The Mighty Brain Can Adapt
In the late 1990’s researchers found that stress can actually kill brain cells (Positive Psychology, Dec. 2020). However, there is good news – the brain has the capacity to adapt through a process called neuroplasticity. “It refers to the physiological changes in the brain that happen as the result of interactions with our environment (Celest Campbell, n.d). It is the ability of the brain to form new connections and new pathways and change how the circuits are wired. When we learn something new or perform a task in a new way, our brains rewire to adapt to the new information and new neural connections are formed.
Mind Over Matter
A relationship exists between the concepts of growth mindset and neuroplasticity that impacts how we deal with stress. A growth mindset is one where the individual believes that one’s innate skills, talents and abilities can be developed with practice and determination. Neuroplasticity refers to the brain’s ability to adapt and develop based on new experiences and the formation of new neural connections. When we ruminate on the uncertainties of our current situation, we are reinforcing negative thought patterns thereby perpetuating the distress cycle. We should strive to adapt a growth mindset whenever possible as this perspective is one that embraces the concept of persistence and an appreciation of effort which leads to a vision of hope thereby releasing those “feel-good” brain chemicals and breaking the distress cycle.
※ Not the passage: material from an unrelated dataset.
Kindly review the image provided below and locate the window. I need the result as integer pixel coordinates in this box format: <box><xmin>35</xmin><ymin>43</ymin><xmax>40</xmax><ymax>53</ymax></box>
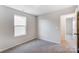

Positive Steps to ZAP Brain Fog
So, how do we rewire our brains with neuroplasticity? Research shows us that there are several methods we can use to boost our neuroplasticity:
- Intermittent fasting – promotes neuron growth, improves overall cognitive function
- Traveling – exposes the brain to new environments and new experiences
- Using mnemonic devices – memory training enhances connectivity and decreased age-related memory loss
- Learning a musical instrument – increases connectivity between brain regions
- Non-dominant hand exercises – forms new neural pathways
- Reading fiction – enhances connectivity in the brain
- Expanding your vocabulary – activates visual and auditory processes
- Creating artwork -boosts memory, empathy, attention and focus
- Dancing – increases neural connectivity
- Sleeping – enhances learning retention
- Mindfulness activities/relaxation techniques – rewires thoughts and emotions to more pleasant, calm and compassionate thought patterns
- Exercise – increases volume of hippocampus
(Courtney E. Ackerman
Start today – it is time to break out of the pandemic brain fog and foster neuroplasticity. Little steps, big rewards. No matter what strategy you use, the fact that you are thinking about change and trying some new practices will enhance your brain function. It is time to ease our emotional brain and allow our thinking brain to take control and navigate us successfully through the pandemic brain fog so many of us are currently experiencing.